In Deutschland wird Abwasser fast flächendeckend in öffentlichen Kläranlagen gereinigt. Für den Betrieb wird Energie in der Größenordnung von zwei Großkraftwerken benötigt. Abwässer enthalten jedoch viel chemische Energie, die umgerechnet einer Leistung von 12 Großkraftwerken entspricht. Um diese Energiequelle richtig nutzen und verwerten zu können, wurden im Projekt POWERSTEP in sechs über Europa verteilten Klärwerken mit Fallstudien verschiedene neue Konzepte der Abwasserreinigung aber auch Energieverwertung untersucht. Die Reinigungsleistung der Klärwerke sollte dabei nicht beeinträchtigt werden.

Der Koordinator des Vorhabens POWERSTEP am Kompetenzzentrum Wasser Berlin, Dr. Christian Loderer, erklärt: „POWERSTEP hat gezeigt, dass eine signifikante Erzeugung von Energie aus Abwasser mit bereits heutige am Markt verfügbaren Technologien keine Vision mehr ist.“

Die Bedeutung der Ergebnisse von Powerstep für Europa wurde kürzlich in einem Fersehinterview mit Dominique Ristori, dem Generaldirektor der Generaldirektion Energie der europäischen Union, besonders gewürdigt.

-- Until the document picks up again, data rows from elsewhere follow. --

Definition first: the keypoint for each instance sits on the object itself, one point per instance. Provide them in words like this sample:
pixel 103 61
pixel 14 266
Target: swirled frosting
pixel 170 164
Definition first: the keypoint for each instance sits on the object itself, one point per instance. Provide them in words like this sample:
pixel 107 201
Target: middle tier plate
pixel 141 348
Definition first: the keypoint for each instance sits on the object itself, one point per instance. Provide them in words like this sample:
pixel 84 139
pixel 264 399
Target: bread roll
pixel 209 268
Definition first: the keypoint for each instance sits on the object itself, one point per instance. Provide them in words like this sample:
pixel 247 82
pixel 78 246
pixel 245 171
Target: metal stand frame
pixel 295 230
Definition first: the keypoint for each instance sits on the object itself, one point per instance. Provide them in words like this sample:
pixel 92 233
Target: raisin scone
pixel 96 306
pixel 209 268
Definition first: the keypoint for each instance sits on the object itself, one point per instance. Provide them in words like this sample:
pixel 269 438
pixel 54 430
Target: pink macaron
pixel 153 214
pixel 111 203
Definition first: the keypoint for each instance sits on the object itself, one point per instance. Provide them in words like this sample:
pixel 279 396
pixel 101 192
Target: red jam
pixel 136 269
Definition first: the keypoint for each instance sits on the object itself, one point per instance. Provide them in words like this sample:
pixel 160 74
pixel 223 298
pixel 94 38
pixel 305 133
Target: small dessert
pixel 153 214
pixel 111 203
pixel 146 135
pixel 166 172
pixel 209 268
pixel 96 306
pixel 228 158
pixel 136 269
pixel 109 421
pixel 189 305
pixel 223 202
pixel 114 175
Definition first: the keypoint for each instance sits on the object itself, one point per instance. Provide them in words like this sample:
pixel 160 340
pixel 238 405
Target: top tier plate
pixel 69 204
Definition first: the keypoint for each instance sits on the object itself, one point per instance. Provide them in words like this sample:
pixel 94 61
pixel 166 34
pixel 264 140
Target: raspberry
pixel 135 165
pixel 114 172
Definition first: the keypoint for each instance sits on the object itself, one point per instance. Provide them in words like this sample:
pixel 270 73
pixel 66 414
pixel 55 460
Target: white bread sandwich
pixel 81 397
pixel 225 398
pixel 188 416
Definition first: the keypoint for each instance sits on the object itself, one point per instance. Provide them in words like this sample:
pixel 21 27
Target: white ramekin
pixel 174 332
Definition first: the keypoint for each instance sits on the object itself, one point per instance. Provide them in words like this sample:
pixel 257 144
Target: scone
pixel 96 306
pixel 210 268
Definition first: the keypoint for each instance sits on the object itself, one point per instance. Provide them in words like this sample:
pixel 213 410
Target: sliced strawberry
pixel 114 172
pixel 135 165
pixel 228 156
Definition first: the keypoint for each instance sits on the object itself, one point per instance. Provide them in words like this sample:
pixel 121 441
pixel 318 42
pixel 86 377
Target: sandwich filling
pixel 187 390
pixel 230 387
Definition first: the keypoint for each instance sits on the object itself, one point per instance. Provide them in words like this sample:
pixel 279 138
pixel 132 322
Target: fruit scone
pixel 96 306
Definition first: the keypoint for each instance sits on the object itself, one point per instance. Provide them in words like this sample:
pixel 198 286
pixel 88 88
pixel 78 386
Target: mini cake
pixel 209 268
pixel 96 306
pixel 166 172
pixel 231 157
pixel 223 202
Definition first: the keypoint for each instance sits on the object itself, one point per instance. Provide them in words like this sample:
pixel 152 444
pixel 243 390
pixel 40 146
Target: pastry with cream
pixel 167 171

Am 16. Und 17. Mai 2018 werden alle am Vorhaben POWERSTEP beteiligten Fachleute im Rahmen der IFAT München über ihre Projektresultate berichten.

POWERSTEP Projektvolumen: 5.2 Millionen Euro; 15 Partner; Laufzeit: 2015-2018.

POWERSTEP wird gefördert im Europäischen Programm für Forschung und Innovation „Horizon 2020“ unter dem Förderkennzeichen n°641661.